El gusto musical heredado de su padre, a quien admiraba y consideraba su héroe, fue reflejándose cada vez de una manera más fuerte en sus bandas y canciones, con su estilo jazz-blues siempre alegró cada reunión donde hubiera un piano. Ese gusto tan particular por la música que nos lleva a escucharlo cada vez que se sienta, todo serio, en un piano y comienza a tocar.
Esas melodías improvisadas que sus dedos tan ágiles consiguen arrancar como si fuera lo más simple del mundo, como si fuera caminar o respirar. Esa forma de entregar su corazón, su vida, su ser, a la música que inspira a tantas personas, que hace surgir el deseo de comenzar a tocar el piano, de crear, de vivir, de respirar.
Hay quienes tocan para ganar dinero, quienes lo hacen para ganar mujeres y quienes simplemente lo hacen por el puro amor al arte. Él es de los últimos, aunque si le preguntáramos probablemente admitirá que le encantaría vivir de su música, pero sólo por el hecho de poder tocar siempre sin parar.
Hoy, es normal encontrarlo en cualquier reunión familiar, verlo acercarse sigilosamente al piano, como si ambos tuvieran un imán invisible que los atrae.
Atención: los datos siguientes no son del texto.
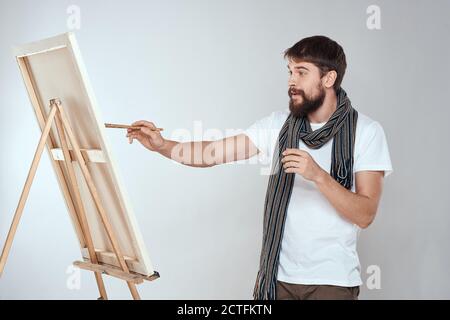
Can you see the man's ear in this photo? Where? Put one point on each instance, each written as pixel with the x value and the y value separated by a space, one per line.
pixel 329 79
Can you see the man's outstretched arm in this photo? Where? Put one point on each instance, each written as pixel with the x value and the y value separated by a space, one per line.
pixel 194 153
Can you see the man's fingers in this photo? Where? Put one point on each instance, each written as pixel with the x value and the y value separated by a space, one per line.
pixel 291 158
pixel 291 164
pixel 148 132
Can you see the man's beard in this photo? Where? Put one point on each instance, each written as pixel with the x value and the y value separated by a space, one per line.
pixel 307 105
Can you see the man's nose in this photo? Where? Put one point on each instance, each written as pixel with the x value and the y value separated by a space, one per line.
pixel 291 82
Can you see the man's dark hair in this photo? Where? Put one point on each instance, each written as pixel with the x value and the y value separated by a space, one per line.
pixel 325 53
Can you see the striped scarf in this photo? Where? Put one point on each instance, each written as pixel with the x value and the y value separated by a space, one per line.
pixel 341 126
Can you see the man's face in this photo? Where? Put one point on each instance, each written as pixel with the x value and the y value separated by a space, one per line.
pixel 306 89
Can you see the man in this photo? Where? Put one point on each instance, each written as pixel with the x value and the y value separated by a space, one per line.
pixel 328 166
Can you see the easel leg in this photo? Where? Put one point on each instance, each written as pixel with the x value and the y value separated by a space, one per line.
pixel 26 188
pixel 80 209
pixel 96 198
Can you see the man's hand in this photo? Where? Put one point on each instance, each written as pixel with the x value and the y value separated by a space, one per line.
pixel 151 139
pixel 301 162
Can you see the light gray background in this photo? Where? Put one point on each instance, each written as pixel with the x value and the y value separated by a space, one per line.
pixel 220 62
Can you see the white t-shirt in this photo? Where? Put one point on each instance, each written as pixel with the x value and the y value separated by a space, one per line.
pixel 319 245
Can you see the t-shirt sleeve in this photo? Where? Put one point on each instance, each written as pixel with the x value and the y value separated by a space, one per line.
pixel 374 152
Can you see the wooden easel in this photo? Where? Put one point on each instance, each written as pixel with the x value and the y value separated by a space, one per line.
pixel 58 116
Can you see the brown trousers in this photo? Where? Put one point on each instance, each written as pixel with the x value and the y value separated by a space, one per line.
pixel 290 291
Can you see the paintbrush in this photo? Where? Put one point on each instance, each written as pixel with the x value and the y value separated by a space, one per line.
pixel 124 126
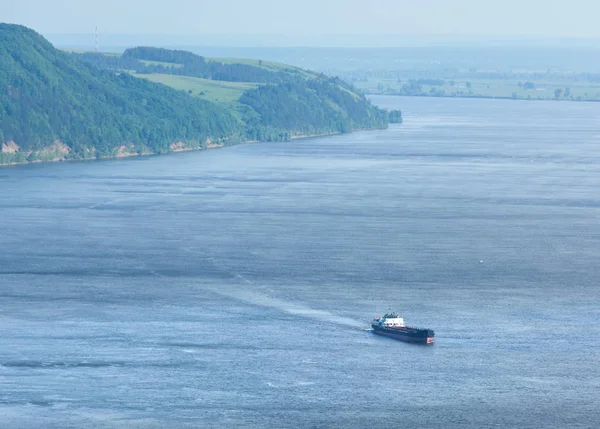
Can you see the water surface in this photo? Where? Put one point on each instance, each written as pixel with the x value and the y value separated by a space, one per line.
pixel 234 286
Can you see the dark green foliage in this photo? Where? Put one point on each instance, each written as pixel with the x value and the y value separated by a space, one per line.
pixel 306 107
pixel 45 96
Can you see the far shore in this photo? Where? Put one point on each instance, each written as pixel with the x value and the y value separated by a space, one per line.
pixel 179 149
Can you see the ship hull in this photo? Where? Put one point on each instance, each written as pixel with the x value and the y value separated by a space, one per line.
pixel 415 336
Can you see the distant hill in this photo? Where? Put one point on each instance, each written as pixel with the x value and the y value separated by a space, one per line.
pixel 55 105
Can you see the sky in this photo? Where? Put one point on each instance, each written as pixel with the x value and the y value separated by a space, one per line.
pixel 311 19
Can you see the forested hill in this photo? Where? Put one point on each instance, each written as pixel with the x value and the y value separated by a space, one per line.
pixel 55 105
pixel 147 60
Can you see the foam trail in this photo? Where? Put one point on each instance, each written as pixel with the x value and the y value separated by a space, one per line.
pixel 285 306
pixel 289 307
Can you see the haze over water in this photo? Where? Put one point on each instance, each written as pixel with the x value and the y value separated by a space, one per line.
pixel 234 286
Ese piano, que fue el parque de juegos de muchos de nosotros, que es su parque de juegos. Ese piano, cansado de que lo toquen, pero que responde tan perfectamente a sus dedos, a sus melodías. Ese piano Baldwin, adquirido para que él enseñara a su sobrina este arte tan preciado, pero que terminó desistiendo porque “una habilidad así no se puede enseñar, sino vivir, y sólo si realmente quieren vivirlo”. Alrededor de este piano, que hoy es parte de todas las reuniones familiares, es donde nos reunimos todos a escuchar esas melodías tan entrañables, tan sensibles. Este piano, con teclas gastadas que, aunque bien cuidadas, muestran el correr de los años, siempre nos recordará esos dedos hábiles y sensibles que nos transmitieron y transmiten tanto.
Y ahí lo vemos prender un pucho, correr el banco, descubrir las teclas y comenzar a crear, a improvisar. Comienza a transportarnos a un lugar seguro, conocido. Nos lleva a nuestros ancestros, nos remonta a la familia. Por este motivo le decimos “el bohemio”. Tío Claudio, el bohemio.